Behaviour and morals online will be discussed at a workshop on Ethics and the World Wide Web as part of the British Library's Growing Knowledge exhibition. The workshop will be held at the Foyle Centre in the British Library on December 2, 2010.
Co-sponsored by The Web Science Trust, the seminar will focus on the fact that although the World Wide Web is the most complex piece of technology ever engineered and has transformed almost every aspect of everyday life, little is known about appropriate ethical behaviour online.
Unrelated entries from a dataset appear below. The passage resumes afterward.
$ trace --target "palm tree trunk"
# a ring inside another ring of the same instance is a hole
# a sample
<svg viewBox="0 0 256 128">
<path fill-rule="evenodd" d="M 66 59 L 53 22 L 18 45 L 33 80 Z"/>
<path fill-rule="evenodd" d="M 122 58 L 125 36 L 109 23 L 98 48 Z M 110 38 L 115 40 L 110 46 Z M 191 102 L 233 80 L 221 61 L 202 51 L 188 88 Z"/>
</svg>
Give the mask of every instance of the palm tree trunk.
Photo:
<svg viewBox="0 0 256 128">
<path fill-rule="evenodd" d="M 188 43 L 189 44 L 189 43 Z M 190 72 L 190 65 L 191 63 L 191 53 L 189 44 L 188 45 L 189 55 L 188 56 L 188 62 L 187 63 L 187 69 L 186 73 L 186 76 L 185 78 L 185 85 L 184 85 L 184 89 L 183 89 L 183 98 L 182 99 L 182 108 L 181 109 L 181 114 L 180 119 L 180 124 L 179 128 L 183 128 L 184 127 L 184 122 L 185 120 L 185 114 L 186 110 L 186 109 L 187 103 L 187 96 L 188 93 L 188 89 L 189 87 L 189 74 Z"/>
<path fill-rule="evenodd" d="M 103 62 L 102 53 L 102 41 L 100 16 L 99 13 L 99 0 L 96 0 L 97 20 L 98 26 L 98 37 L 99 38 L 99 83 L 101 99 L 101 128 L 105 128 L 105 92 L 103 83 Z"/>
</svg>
The event will seek to improve understanding of what that stronger ethic will need to be.
To explore these issues, the workshop has invited keynote speeches, panel discussions and debate with an invited audience of practising engineers, academic researchers and philosophers. The keynote speakers are: Kieron O'Hara from the Web Science Trust, Luciano Floridi for the University of Hertfordshire/University of Oxford and Jeroen van den Hoven from the Delft University of Technology. The panel will include Martin Moore (Media Standards Trust); Nigel Shadbolt (University of Southampton); Yorick Wilks (Florida Institute for Human and Machine Cognition/University of Oxford); and David Wright (Trilateral Research)
Growing Knowledge – the Evolution of Research (12 October 2010 – 16 July 2011) showcases some never-seen-before research tools, thought-provoking content and futuristic design in a fully interactive research environment. The exhibition aims to challenge audiences on how research is changing and ask what they want to experience from the library of the future. The British Library has worked closely with Researcher in Residence, Aleks Krotoski to ensure that visitors will not only experience an exhibition not seen before at the Library but also engage with the ongoing debate about the usefulness of these technologies in tomorrow's knowledge environment.